For large samples (n > 30), you can use the z-distribution instead of the t-distribution, replacing t with the z-score.

Step-by-Step Calculation

Step 1: Enter Sample Data

First, enter your sample data into the calculator. The Casio CG50 allows you to input data points directly or use the statistical functions to calculate the mean and standard deviation.

Step 2: Calculate Sample Mean and Standard Deviation

Use the statistical functions on the CG50 to calculate the sample mean (x̄) and sample standard deviation (s).

Step 3: Determine Sample Size

Note the number of data points in your sample (n).

Step 4: Find Critical t-Value

Use the t-distribution table or the calculator's built-in function to find the critical t-value based on your desired confidence level and degrees of freedom (n-1). Common confidence levels are 90%, 95%, and 99%.

Step 5: Calculate Margin of Error

Multiply the critical t-value by the standard error of the mean (s/√n) to get the margin of error.

Step 6: Compute Confidence Interval

Add and subtract the margin of error from the sample mean to get the lower and upper bounds of the confidence interval.

Worked Example

Let's calculate a 95% confidence interval for the mean height of a sample of 20 students, with a sample mean of 170 cm and a sample standard deviation of 5 cm.

Step 1: Identify Parameters

  • Sample mean (x̄) = 170 cm
  • Sample standard deviation (s) = 5 cm
  • Sample size (n) = 20
  • Confidence level = 95%

Step 2: Find Critical t-Value

For a 95% confidence level and 19 degrees of freedom (n-1), the critical t-value is approximately 2.093.

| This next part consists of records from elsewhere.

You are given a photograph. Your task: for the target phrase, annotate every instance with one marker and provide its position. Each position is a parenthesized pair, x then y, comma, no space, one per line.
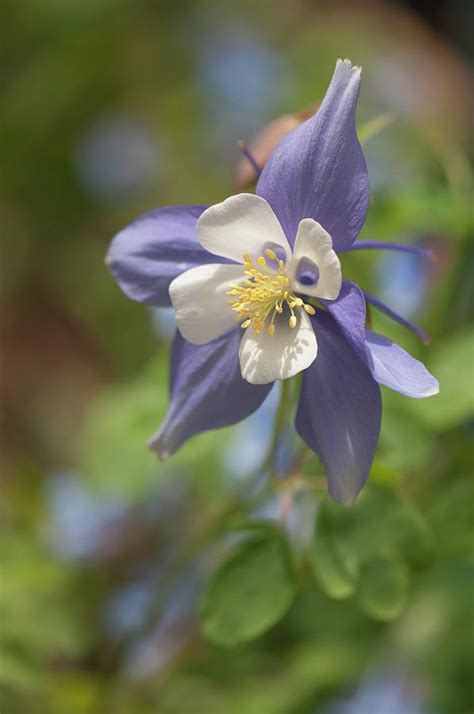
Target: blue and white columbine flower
(256,285)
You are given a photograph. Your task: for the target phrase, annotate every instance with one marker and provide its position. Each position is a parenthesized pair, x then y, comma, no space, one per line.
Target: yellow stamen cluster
(264,294)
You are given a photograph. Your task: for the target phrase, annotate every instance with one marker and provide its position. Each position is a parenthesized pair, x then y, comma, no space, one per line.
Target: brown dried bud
(263,144)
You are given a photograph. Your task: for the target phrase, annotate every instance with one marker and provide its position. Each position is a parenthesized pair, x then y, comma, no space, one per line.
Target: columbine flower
(256,285)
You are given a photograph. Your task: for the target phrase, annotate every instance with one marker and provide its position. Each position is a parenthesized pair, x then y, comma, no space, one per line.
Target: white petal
(199,297)
(264,358)
(314,245)
(241,224)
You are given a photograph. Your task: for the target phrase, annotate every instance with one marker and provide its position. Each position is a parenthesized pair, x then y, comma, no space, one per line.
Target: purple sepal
(318,170)
(339,411)
(207,391)
(349,311)
(389,364)
(395,368)
(153,250)
(398,318)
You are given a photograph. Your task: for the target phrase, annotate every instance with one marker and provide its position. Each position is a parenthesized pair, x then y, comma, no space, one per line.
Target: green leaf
(356,549)
(334,559)
(384,522)
(249,593)
(383,588)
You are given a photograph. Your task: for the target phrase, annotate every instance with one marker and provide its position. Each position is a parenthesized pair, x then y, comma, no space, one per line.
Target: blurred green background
(113,107)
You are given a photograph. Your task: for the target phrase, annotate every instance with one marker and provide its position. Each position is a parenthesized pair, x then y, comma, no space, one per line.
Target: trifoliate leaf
(383,587)
(334,559)
(249,593)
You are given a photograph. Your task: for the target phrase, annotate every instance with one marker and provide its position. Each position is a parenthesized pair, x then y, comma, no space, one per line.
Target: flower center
(264,293)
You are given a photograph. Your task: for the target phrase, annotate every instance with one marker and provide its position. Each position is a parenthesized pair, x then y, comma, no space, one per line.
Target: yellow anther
(262,295)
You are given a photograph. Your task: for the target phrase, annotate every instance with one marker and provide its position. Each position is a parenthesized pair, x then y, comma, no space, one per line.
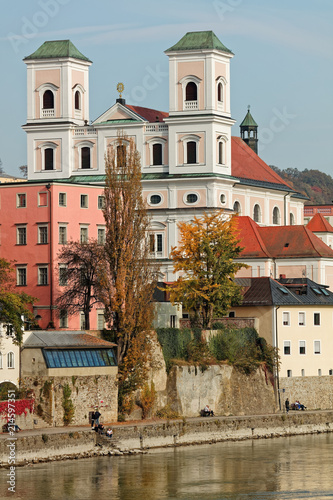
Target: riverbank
(51,444)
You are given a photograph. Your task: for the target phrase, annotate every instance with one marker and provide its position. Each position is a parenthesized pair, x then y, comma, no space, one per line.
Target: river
(290,468)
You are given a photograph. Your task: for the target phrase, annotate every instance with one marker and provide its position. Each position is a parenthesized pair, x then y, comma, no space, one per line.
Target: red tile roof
(151,115)
(246,164)
(279,241)
(318,224)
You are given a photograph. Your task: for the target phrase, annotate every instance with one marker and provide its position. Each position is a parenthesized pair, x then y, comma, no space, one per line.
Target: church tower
(58,102)
(249,131)
(199,111)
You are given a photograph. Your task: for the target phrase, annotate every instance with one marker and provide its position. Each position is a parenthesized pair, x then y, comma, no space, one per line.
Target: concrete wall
(313,392)
(86,393)
(224,389)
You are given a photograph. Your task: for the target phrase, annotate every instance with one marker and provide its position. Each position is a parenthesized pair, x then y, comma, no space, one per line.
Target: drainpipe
(276,344)
(285,207)
(51,323)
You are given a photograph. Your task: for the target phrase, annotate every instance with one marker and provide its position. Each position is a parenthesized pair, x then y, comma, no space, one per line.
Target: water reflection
(286,468)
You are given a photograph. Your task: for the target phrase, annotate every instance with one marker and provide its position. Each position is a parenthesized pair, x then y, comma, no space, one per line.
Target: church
(190,160)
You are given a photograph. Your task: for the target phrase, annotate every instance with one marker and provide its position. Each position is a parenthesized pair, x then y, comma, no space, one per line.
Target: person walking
(287,405)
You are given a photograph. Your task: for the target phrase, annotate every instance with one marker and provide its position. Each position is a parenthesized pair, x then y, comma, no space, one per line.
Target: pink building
(36,220)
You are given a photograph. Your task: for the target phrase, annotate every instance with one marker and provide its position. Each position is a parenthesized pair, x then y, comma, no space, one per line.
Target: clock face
(120,87)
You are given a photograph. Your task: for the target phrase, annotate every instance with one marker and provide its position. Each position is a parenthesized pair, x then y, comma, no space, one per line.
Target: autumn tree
(205,257)
(130,276)
(79,277)
(14,306)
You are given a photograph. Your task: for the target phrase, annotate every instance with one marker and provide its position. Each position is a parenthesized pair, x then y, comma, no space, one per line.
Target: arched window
(85,157)
(220,92)
(191,147)
(237,207)
(221,153)
(121,155)
(191,92)
(256,213)
(77,100)
(48,159)
(10,360)
(48,99)
(276,215)
(157,154)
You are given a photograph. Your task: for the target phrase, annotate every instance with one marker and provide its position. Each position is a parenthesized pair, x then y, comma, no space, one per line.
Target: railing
(85,131)
(47,113)
(156,128)
(191,104)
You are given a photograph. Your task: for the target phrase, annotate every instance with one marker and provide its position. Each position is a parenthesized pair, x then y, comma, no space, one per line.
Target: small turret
(249,131)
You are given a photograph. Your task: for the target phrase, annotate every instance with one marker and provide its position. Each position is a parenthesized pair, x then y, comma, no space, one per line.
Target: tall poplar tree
(205,256)
(130,276)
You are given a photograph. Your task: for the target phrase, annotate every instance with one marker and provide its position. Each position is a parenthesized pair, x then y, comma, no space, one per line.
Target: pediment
(118,112)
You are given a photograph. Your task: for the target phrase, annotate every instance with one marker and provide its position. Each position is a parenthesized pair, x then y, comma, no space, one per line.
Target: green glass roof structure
(57,49)
(194,40)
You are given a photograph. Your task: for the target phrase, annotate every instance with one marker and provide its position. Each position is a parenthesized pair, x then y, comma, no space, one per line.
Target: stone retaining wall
(141,437)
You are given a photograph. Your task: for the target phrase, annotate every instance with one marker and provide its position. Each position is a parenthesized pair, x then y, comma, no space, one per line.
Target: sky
(282,68)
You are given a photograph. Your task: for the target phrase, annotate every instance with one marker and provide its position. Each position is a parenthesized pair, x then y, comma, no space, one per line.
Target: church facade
(190,161)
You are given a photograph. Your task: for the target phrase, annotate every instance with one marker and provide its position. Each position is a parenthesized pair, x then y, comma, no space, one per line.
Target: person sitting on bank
(208,411)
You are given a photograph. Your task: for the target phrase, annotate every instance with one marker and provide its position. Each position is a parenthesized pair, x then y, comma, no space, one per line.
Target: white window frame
(185,140)
(10,360)
(48,145)
(99,232)
(286,322)
(18,198)
(278,223)
(65,199)
(240,207)
(300,346)
(184,81)
(286,343)
(259,213)
(63,319)
(41,275)
(314,347)
(86,228)
(86,197)
(62,226)
(300,321)
(47,113)
(39,238)
(151,142)
(221,80)
(85,144)
(314,324)
(18,269)
(62,282)
(18,228)
(100,202)
(158,241)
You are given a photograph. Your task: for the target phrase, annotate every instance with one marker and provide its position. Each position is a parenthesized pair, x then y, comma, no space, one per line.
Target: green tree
(14,306)
(205,257)
(130,276)
(79,277)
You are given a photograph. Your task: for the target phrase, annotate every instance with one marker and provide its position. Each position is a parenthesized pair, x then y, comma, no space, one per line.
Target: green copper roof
(248,121)
(55,49)
(194,40)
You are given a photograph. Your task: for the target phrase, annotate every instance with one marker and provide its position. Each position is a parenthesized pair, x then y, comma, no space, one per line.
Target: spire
(249,131)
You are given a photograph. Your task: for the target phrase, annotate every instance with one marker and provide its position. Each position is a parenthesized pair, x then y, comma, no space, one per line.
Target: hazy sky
(282,66)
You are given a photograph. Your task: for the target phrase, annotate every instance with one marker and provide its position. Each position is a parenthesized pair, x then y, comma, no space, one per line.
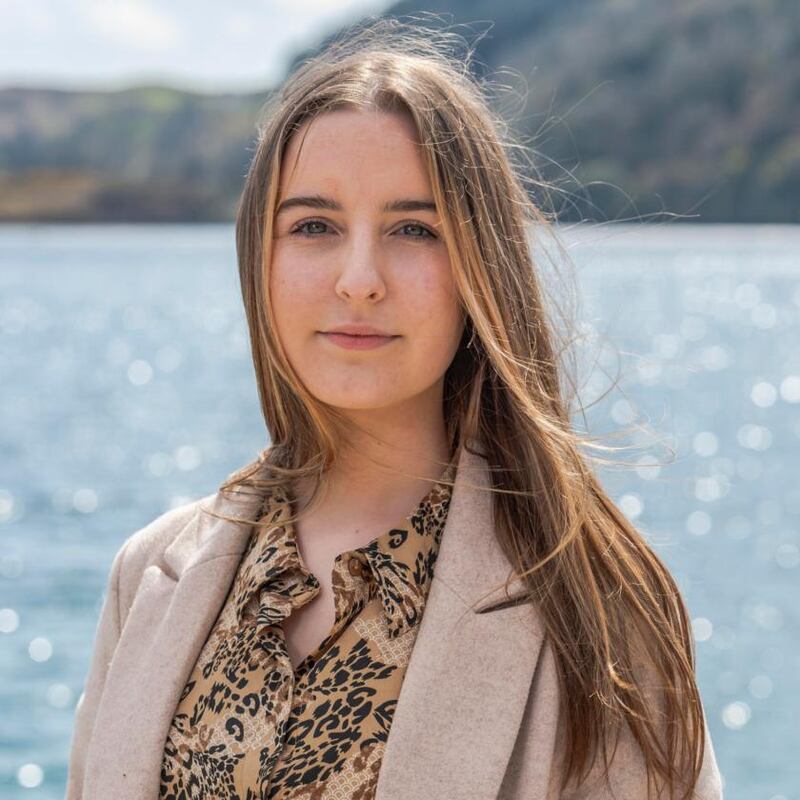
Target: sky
(241,45)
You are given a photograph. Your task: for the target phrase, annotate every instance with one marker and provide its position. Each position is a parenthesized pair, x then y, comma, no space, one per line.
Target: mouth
(351,341)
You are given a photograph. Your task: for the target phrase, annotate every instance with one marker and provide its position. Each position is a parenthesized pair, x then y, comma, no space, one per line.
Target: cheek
(293,291)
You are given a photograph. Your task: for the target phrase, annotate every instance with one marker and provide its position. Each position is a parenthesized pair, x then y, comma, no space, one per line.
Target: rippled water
(127,388)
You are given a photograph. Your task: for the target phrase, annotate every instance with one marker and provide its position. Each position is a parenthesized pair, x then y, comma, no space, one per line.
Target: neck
(388,462)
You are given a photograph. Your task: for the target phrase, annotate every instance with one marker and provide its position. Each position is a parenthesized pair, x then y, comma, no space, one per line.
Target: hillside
(633,107)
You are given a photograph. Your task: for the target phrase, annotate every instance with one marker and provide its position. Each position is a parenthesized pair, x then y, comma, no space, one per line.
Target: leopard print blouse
(247,724)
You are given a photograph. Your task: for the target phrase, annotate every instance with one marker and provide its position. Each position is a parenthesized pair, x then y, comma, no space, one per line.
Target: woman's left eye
(426,232)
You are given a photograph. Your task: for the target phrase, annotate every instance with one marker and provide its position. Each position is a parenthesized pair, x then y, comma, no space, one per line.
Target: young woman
(419,589)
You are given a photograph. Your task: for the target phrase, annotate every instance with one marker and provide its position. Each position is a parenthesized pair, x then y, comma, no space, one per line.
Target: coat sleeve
(627,775)
(105,643)
(627,778)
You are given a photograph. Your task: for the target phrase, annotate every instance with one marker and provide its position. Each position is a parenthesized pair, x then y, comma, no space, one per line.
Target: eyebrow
(328,204)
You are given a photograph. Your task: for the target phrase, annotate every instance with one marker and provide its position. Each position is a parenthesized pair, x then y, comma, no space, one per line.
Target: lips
(357,341)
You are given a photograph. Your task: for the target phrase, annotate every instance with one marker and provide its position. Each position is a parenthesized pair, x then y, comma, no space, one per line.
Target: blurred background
(672,132)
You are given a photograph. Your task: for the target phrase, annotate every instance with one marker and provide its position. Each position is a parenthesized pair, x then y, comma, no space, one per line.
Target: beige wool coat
(477,716)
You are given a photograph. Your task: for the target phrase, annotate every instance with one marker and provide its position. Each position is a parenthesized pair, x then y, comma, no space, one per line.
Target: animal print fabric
(247,724)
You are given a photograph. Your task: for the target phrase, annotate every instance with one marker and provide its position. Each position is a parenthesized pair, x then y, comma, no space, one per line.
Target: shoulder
(145,547)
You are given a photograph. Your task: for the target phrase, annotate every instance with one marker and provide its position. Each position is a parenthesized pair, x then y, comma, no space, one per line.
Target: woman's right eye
(299,229)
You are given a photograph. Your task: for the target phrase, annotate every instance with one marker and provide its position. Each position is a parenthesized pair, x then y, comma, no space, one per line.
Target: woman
(255,643)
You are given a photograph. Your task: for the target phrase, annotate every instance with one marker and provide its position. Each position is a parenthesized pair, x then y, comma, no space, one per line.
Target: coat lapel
(174,609)
(467,683)
(462,698)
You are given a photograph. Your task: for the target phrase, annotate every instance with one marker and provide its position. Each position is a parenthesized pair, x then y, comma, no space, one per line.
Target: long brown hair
(608,602)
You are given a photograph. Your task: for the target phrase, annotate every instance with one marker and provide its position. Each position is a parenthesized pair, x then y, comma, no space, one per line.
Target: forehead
(350,143)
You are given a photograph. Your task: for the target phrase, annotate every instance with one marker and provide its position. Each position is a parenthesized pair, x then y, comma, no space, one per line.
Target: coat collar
(476,571)
(463,694)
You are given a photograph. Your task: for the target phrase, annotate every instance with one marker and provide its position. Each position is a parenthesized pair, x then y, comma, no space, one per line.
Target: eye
(427,233)
(299,229)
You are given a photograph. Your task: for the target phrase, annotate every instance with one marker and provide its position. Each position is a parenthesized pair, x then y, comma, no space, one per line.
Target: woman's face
(342,256)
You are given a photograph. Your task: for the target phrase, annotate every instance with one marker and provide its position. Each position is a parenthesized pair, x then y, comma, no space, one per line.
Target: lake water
(127,388)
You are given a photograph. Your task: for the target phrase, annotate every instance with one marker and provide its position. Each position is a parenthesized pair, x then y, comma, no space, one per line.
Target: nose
(360,276)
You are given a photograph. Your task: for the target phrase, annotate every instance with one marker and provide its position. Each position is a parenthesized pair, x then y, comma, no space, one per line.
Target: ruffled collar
(273,580)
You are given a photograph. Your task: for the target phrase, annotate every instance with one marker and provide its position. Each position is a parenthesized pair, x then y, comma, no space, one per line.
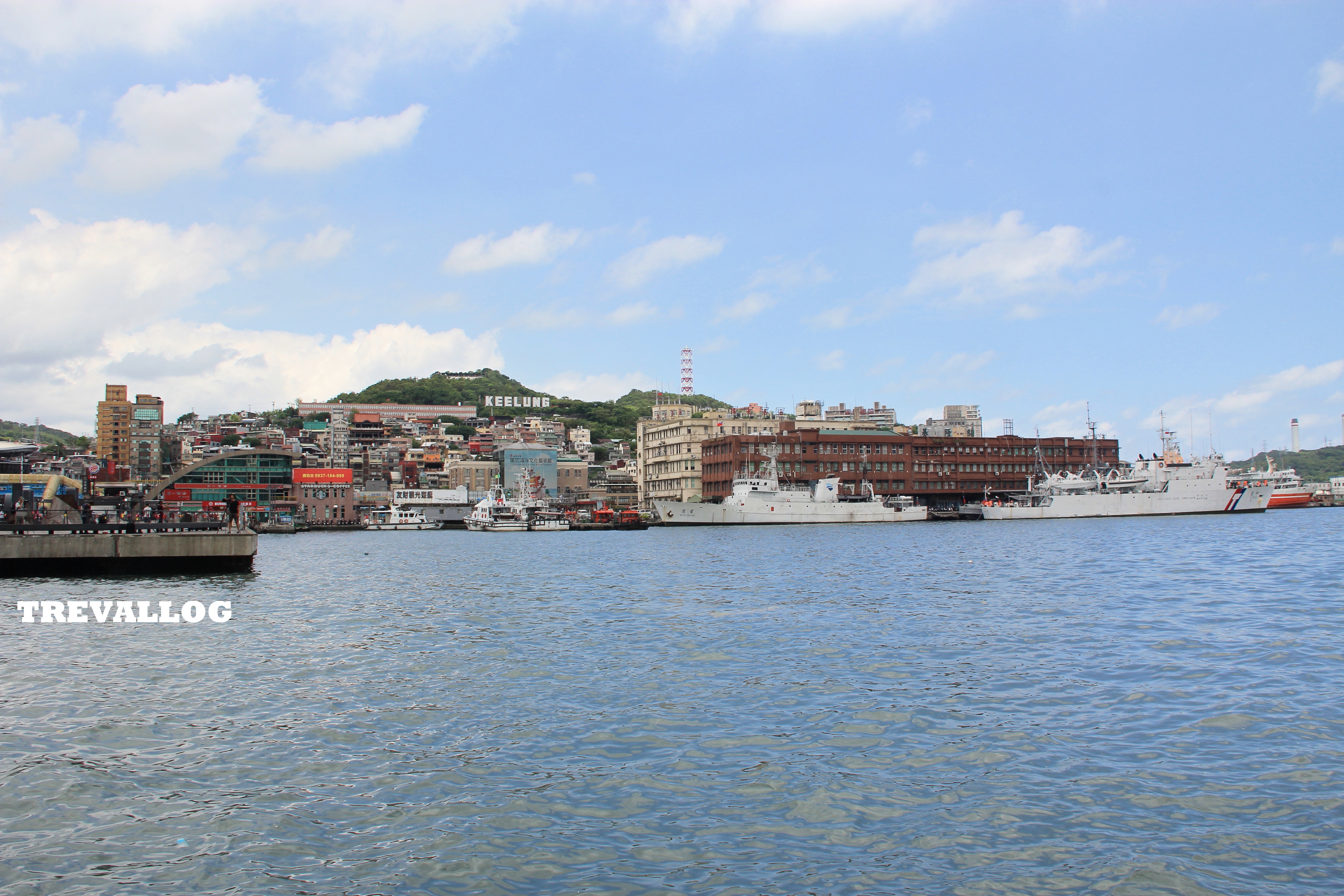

Step 3: Calculate Standard Error

Standard error = s/√n = 5/√20 ≈ 0.9155 cm

Step 4: Compute Margin of Error

Margin of error = t × standard error = 2.093 × 0.9155 ≈ 1.918 cm

Step 5: Determine Confidence Interval

Lower bound = x̄ - margin of error = 170 - 1.918 ≈ 168.08 cm

Upper bound = x̄ + margin of error = 170 + 1.918 ≈ 171.92 cm

Therefore, the 95% confidence interval for the mean height is approximately 168.08 cm to 171.92 cm.

Interpreting Results

When you calculate a confidence interval, you're essentially saying that if you were to take many samples and calculate a confidence interval for each, about 95% of those intervals would contain the true population mean. In our example, we're 95% confident that the true mean height of all students falls between 168.08 cm and 171.92 cm.

Note: The confidence level (e.g., 95%) refers to the long-run success rate of the method, not the probability that a specific interval contains the true parameter. Also, the width of the confidence interval depends on the sample size and variability in the data.

FAQ

What is the difference between a confidence interval and a confidence level?

The confidence level is the percentage that represents the certainty of the interval containing the true population parameter. For example, a 95% confidence level means there's a 95% chance the interval contains the true parameter. The confidence interval is the range of values calculated from the sample data.

How does sample size affect the confidence interval?

A larger sample size generally results in a narrower confidence interval because the standard error decreases as the sample size increases. This means you can be more precise about estimating the population parameter with a larger sample.

What if my sample size is small?

For small sample sizes (typically n < 30), you should use the t-distribution instead of the z-distribution because the t-distribution accounts for the extra uncertainty in small samples. The critical t-value will be larger than the corresponding z-value, resulting in a wider confidence interval.